An RF-based soft-computing approach was implemented for the first time in the estimation of the required pipe diameter (D) and Darcy–Weisbach friction factor (λ or f) in the same study. In the present computational analysis, five primary pipeline design components (ε, T, L, Q, Δh) were simulated for fully developed turbulent flow conditions in sizing problems (Type 3) of rough pipes. The results were analyzed in terms of various statistical performance measures and useful mathematical diagrams.

It was shown that, in contrast to traditional computing, the suggested RF-based strategy offered a well-flexible solution for calculating both D and λ values, not worse than the old labor-intensive methods. It should be emphasized that the present computational study was carried out as a part of an integrated modeling research exploring the prediction performance of various soft-computing methodologies on the estimation of different hydraulic outputs (e.g., D, λ, Re) for Type 3 problems of pipe distribution systems. This study demonstrated the efficacy of an RF-based data-intelligent model without the need for the cumbersome and time-consuming steps of the traditional iterative technique (trial-and-error progress). Any data collection with missing values may be avoided by using the soft-computing technique that is being used. In this regard, the approach for calculating both D and λ values offers a fairly flexible strategy.

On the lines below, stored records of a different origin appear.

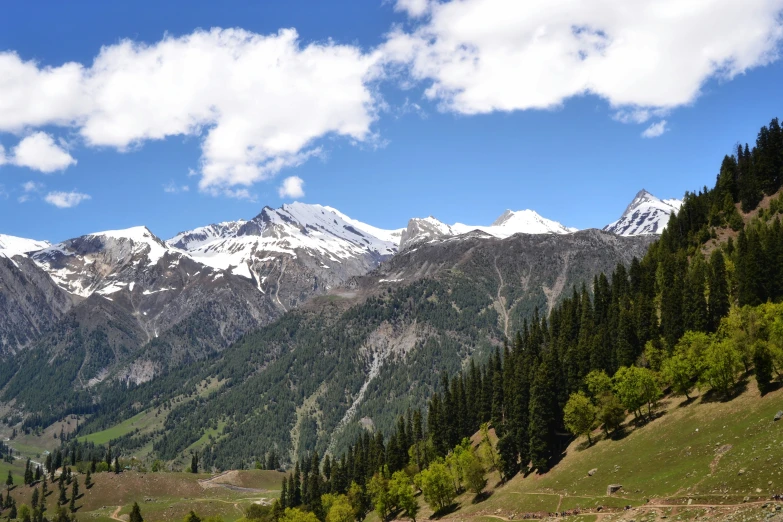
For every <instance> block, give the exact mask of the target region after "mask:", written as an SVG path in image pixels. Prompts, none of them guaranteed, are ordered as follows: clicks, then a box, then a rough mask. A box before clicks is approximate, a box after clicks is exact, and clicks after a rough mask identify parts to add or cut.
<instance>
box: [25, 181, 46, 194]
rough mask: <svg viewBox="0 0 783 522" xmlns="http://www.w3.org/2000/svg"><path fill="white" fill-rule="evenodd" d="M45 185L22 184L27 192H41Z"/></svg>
mask: <svg viewBox="0 0 783 522" xmlns="http://www.w3.org/2000/svg"><path fill="white" fill-rule="evenodd" d="M43 188H44V184H43V183H39V182H37V181H27V182H25V183H22V190H24V191H25V192H40V191H41V190H43Z"/></svg>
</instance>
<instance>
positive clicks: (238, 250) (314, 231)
mask: <svg viewBox="0 0 783 522" xmlns="http://www.w3.org/2000/svg"><path fill="white" fill-rule="evenodd" d="M401 233H402V231H401V230H383V229H379V228H376V227H373V226H371V225H367V224H366V223H362V222H360V221H356V220H354V219H351V218H349V217H348V216H346V215H345V214H343V213H341V212H339V211H337V210H336V209H333V208H331V207H325V206H321V205H308V204H304V203H291V204H287V205H283V206H282V207H281V208H278V209H273V208H270V207H264V209H263V210H262V211H261V213H260V214H259V215H257V216H256V217H254V218H253V219H251V220H249V221H233V222H226V223H220V224H218V225H209V226H207V227H201V228H197V229H194V230H191V231H186V232H181V233H179V234H177V235H176V236H174V237H173V238H171V239H170V240H169V241H168V242H167V244H168V245H169V246H170V247H172V248H177V249H182V250H184V251H186V252H187V254H188V255H189V256H190V257H191V258H193V259H194V260H196V261H198V262H200V263H203V264H205V265H208V266H211V267H213V268H216V269H219V270H227V271H230V272H231V273H233V274H236V275H240V276H243V277H246V278H248V279H252V280H254V281H256V283H257V285H258V289H259V290H260V291H262V292H267V291H275V292H276V295H278V296H279V288H278V287H277V286H276V285H277V284H278V283H277V282H275V281H278V282H279V279H280V277H282V276H283V274H282V271H283V270H285V266H287V267H288V268H289V269H290V268H291V266H292V264H295V265H301V267H306V268H307V270H308V272H309V273H310V274H309V276H307V278H308V279H309V280H310V282H309V283H308V284H312V285H314V287H315V288H318V287H323V288H322V289H327V288H329V287H331V286H333V285H335V284H340V283H342V282H343V281H345V280H347V279H348V278H350V277H353V276H356V275H361V274H364V273H366V272H367V271H369V270H371V269H372V268H375V266H377V265H378V264H379V263H380V262H381V261H382V260H384V259H386V258H388V257H390V256H392V255H394V254H395V253H396V252H397V243H398V242H399V236H400V235H401ZM278 272H281V273H279V274H278ZM273 275H275V276H279V277H274V278H273V277H271V276H273ZM281 306H283V307H285V308H287V307H286V306H285V305H284V304H282V303H281Z"/></svg>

According to the results, the suggested RF-based decision tree technique produced quantitative predictions in a computation time of just a few seconds. As a consequence, the established method provided a speedy solution to pipeline sizing problems within the studied limitations of the relevant input data. It should be underlined that while all efforts in this field are valued as a product of labor, there is always a demand for high-performance and adaptable approaches for hydraulic engineering applications. From this stand point, it would be worthwhile to expand the existing research to more fully characterize the behavior of turbulent flow conditions using a number of sophisticated hybrid techniques. Furthermore, additional effort is recommended to build novel soft-computing models that take into account the influence of varied minor (local) loss coefficients (K). It was concluded that the flexibility of the proposed strategy will make it an appropriate data-driven tool for modeling of other highly iterative hydraulic engineering applications

Acknowledgments

The author would like to thank Ms. Regina Cooper (Editorial & Review Analyst from MedCrave Group) who provided encouragement and time support during the creation of this work.

Conflicts of interest

The author declares that he has no known competing financial interests or personal relationships that could have appeared to influence the work reported in this paper.